低悪性度なら、内服だけで長くコントロールできることもあります。
まず、どの型かを聞いてください。
この記事の要点
猫では多中心型よりも、縦隔型や消化管型、鼻腔型が多く見られます。
消化器型は猫で最も多く10歳以上に多発し、縦隔型は猫白血病ウイルスに感染した若齢猫に多いとされます。

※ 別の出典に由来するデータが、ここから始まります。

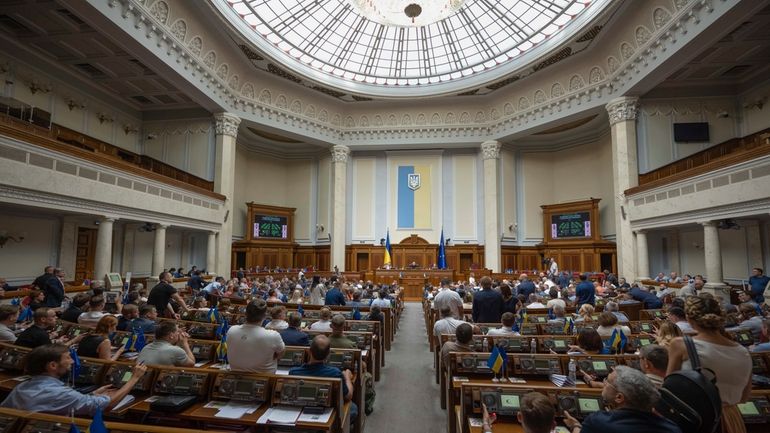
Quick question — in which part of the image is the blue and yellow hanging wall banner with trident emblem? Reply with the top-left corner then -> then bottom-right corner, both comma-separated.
397,165 -> 431,229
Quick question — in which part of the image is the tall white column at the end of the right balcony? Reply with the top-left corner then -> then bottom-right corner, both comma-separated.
606,97 -> 649,281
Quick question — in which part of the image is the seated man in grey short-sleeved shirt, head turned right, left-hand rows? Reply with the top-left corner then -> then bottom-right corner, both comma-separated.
136,322 -> 195,367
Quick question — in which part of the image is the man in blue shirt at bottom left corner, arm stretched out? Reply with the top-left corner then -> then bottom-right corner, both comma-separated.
0,344 -> 147,416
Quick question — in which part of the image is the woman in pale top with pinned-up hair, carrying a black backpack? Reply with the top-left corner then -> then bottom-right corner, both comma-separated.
667,294 -> 752,433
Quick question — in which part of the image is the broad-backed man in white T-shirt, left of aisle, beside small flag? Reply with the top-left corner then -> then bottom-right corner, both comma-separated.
227,299 -> 286,374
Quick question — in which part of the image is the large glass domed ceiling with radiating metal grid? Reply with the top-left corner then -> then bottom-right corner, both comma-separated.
211,0 -> 611,97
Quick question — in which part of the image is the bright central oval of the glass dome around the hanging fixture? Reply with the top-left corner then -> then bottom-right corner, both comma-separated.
348,0 -> 465,27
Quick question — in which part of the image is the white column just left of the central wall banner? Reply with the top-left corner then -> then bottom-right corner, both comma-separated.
329,144 -> 350,271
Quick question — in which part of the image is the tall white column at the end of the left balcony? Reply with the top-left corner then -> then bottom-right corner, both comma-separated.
213,113 -> 243,275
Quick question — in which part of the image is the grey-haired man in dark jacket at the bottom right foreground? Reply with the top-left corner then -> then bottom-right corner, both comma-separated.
564,365 -> 682,433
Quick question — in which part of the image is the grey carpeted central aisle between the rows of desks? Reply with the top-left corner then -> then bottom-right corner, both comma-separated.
364,302 -> 446,433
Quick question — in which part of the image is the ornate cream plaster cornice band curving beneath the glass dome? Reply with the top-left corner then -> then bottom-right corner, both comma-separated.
102,0 -> 738,145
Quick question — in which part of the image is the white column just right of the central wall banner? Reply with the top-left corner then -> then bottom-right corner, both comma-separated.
481,140 -> 501,272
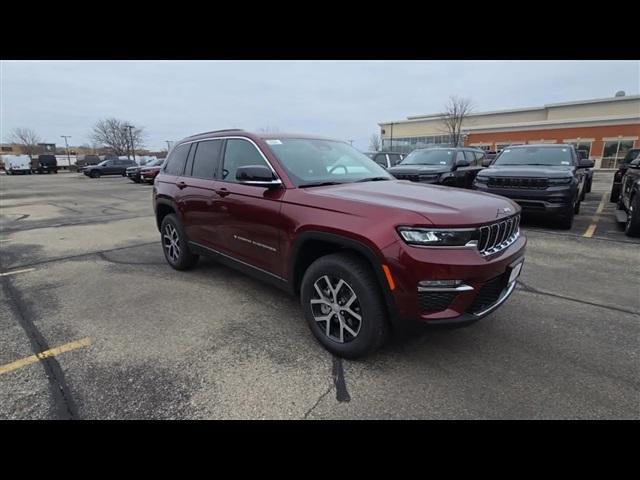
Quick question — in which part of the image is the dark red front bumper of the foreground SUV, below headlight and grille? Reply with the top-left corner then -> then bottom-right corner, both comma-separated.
382,234 -> 527,325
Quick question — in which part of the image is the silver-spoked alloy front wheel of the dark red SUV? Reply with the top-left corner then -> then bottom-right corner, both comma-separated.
310,275 -> 362,343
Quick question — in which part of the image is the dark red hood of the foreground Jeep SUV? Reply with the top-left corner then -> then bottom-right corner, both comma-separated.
305,180 -> 520,226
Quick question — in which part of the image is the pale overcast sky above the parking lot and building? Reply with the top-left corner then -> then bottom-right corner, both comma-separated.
0,61 -> 640,150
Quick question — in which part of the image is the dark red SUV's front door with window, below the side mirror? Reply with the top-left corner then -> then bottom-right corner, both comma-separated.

抗がん剤が非常によく効くうえ副作用も軽微で、早期診断と治療で長く共に暮らせます。
低悪性度は内服中心で長期コントロールできる場合があり、大顆粒リンパ球型は予後が悪いとされます。
Q. 猫のリンパ腫には、どんな型がありますか?
A. 猫では多中心型よりも、縦隔型や消化管型、鼻腔型などが多くみられます。
Q. いちばん多いのは、どの型ですか?
A. 消化器型リンパ腫です。猫で最も多いタイプで、10歳以上の高齢猫に多発します。
Q. 消化器型の症状は?
A. 嘔吐、下痢、体重減少、食欲低下などの消化器症状が現れます。
Q. 縦隔型は、どんな猫に多いですか?
A. 猫白血病ウイルスに感染した若齢猫に多く発生します。
Q. 縦隔型の症状は?
A. 呼吸困難や吐出、嘔吐、下痢、咳き込む、嚥下困難、胸水の貯留などの症状がみられます。
Q. 多中心型は、猫でもありますか?
A. 猫では稀とされています。1〜4歳の若い猫に見られます。
Q. 犬とは違うのですか?
A. 違います。犬に多い多中心型が、猫では少ないとされています。
Q. どうやって診断しますか?
A. 画像診断や細胞診などで絞り込んでいきます。確定には、組織を調べる検査が必要になります。
Q. T細胞かB細胞かは、なぜ調べるのですか?
A. 治療の効き方や見通しが変わるためです。クローナリティー検査や免疫染色という特殊検査で見分けます。
Q. 抗がん剤は、つらいですか?
A. 猫では副作用は軽微とされています。化学療法が非常によく効くうえ、毛が抜けることもほとんどありません。
Q. 治療すれば、どのくらい生きられますか?
A. 早期診断と治療ができれば、かなり長い間ご家族と生活を共にすることが可能です。
Q. 低悪性度と言われました
A. 進行がゆっくりで、内服薬を中心とした治療で長期間コントロールできる場合があります。
Q. 予後が悪い型もありますか?
A. ナチュラルキラー細胞が悪性腫瘍化した消化器型の大顆粒リンパ球型は、非常に予後が悪いと言われています。
Q. 慢性腸炎と、どう違いますか?
A. 症状では区別できないことがあります。片方は炎症、片方は腫瘍です。生検で確かめます。
Q. 家では何を見ておけばよいですか?
A. 吐いた回数、食べる量、体重です。体重は、治療がうまくいっているかのいちばん確かな目安になります。
まとめ|まず、どの型かを聞いてください
猫のリンパ腫は、できた場所で顔が変わります。
消化器型なら、吐いて痩せます。
縦隔型なら、呼吸が苦しくなります。
鼻腔型なら、鼻水が続きます。
そして、年齢によっても多い型が変わります。
けれど共通しているのは、抗がん剤がよく効くということです。
副作用も軽微とされ、早く見つかれば長く一緒に暮らせます。
低悪性度なら、内服だけで年の単位を過ごせることもあります。
「リンパ腫」で止まらず、型まで進んでください。
今日できる3つ
- 1吐いた回数と体重を、記録して残す
- 2高齢の猫なら、痩せてきていないか確かめる
- 3診断されているなら、どの型・どの悪性度かを聞いておく
同じ病名でも、型が違えば別の病気のように経過が変わります。「どの型ですか」の一言から始めてください。